Forum Bugs

UTF-8 encoding problem

Emil Stenström
Hi,
I just tried playing around with Prince and it certainly looks good. I found one problem though. I have a basic HTML 4 document in UTF that I would like to convert to PDF but it seems all non-ASCII characters gets displayed incorrectly.

I have a testcase up at: [problem solved]
And the generated PDF: [problem solved]

Is this a known problem? What can I do to sidestep it?

(Another minor annoyance is that Prince don't remembers the last directory I picked Input files from. Using the last directory would be much better imo).

Edited by Emil Stenström

Emil Stenström
Update: It seems it renders incorrectly when viewed on the web too, but not if I save the file locally and open it. The server seems to send a Content-Type of ISO-8850-1 which causes the rendering error there, but this shouldn't be an issue locally should it?
mikeday
Hi Emil,

Your HTML file begins with a UTF-8 Byte Order Mark (BOM), which unfortunately is not recognised by the HTML parser that we are using and causes the rest of the file to be misinterpreted.
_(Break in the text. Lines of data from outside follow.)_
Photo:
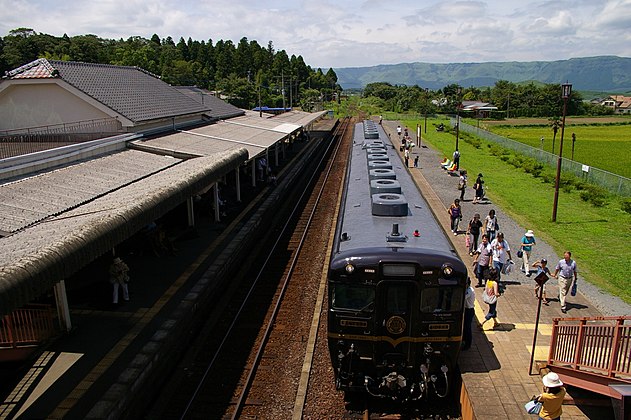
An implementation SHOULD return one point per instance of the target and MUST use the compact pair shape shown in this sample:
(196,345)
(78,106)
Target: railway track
(248,359)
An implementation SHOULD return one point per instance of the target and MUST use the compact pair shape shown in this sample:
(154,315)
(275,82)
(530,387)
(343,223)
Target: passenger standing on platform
(527,242)
(542,267)
(455,212)
(491,293)
(462,184)
(479,189)
(501,254)
(119,276)
(456,157)
(469,313)
(551,398)
(474,230)
(491,225)
(565,270)
(483,260)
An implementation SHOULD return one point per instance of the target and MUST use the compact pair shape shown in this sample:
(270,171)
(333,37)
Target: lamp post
(566,91)
(426,106)
(541,279)
(458,119)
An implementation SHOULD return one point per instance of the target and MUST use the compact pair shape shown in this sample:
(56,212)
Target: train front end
(395,322)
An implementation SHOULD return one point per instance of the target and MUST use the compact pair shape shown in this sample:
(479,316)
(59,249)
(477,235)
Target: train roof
(358,225)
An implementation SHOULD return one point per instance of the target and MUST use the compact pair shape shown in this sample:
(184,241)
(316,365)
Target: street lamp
(458,119)
(426,106)
(566,91)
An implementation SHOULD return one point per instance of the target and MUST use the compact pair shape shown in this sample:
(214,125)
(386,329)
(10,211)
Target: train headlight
(447,270)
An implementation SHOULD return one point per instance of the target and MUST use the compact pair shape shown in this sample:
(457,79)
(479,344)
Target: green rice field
(605,146)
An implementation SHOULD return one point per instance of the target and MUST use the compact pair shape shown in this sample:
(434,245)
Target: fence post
(613,361)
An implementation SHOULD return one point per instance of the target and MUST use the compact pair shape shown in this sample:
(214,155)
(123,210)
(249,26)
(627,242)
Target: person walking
(542,267)
(501,254)
(490,295)
(462,184)
(483,260)
(119,277)
(527,242)
(455,212)
(551,398)
(491,225)
(469,313)
(456,157)
(479,189)
(473,229)
(565,270)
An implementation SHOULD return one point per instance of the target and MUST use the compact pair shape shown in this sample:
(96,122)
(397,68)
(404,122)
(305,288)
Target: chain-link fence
(611,182)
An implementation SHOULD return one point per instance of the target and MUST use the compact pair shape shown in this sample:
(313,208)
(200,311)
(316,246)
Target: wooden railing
(596,350)
(26,327)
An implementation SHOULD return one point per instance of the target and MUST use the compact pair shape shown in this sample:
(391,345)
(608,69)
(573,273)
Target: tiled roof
(218,108)
(130,91)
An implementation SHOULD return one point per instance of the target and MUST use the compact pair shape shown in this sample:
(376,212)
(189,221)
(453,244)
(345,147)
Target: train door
(395,316)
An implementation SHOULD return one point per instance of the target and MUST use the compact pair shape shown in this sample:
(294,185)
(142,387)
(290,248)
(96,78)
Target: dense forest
(248,74)
(243,73)
(511,99)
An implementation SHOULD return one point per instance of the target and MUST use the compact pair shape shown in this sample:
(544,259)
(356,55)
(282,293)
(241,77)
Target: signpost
(541,279)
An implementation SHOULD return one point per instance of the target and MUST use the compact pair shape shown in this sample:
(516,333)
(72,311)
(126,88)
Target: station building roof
(55,221)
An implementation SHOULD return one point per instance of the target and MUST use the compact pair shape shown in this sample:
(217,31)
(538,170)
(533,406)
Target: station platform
(495,370)
(96,359)
(92,371)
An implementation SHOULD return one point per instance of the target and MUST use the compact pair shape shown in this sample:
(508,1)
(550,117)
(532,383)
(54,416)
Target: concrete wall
(38,104)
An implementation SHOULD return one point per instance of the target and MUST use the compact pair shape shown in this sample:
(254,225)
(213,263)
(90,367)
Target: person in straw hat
(527,242)
(551,398)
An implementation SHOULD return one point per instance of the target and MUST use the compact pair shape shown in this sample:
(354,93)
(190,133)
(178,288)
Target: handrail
(26,326)
(600,346)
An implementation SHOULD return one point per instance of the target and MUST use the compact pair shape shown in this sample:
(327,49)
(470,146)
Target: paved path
(495,369)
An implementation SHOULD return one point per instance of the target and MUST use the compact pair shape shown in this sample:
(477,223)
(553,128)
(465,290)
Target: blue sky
(353,33)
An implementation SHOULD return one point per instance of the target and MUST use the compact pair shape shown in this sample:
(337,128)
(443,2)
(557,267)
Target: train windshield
(442,299)
(353,296)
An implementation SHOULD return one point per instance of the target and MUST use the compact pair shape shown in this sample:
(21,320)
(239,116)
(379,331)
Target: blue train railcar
(396,286)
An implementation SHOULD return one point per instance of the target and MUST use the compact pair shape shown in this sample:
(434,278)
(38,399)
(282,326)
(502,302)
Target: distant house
(48,93)
(620,104)
(480,109)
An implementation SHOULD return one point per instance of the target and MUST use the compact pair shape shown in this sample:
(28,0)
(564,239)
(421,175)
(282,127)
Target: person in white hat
(527,242)
(551,398)
(119,276)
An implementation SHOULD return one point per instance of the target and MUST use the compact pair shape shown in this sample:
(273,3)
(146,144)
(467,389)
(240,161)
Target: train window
(399,270)
(441,299)
(352,296)
(397,299)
However, this construct is perfectly valid XML, so changing the file to be an XHTML file (eg. changing <meta...> to <meta.../>) will solve the problem.

The UTF-8 BOM is usually only added to files edited in Notepad, so one other alternative would be to copy the file contents into another text editor and save from there.

We'll try to fix this issue in a future release of Prince.

Best regards,

Michael
Emil Stenström
@mikeday: Thanks! I'll have a look at that. Appreciate the speedy reply.

[Edit: It worked like you said, thanks]
mikeday
Today we have released Prince 6.0 rev 8, which correctly processes HTML documents beginning with a UTF-8 byte order mark.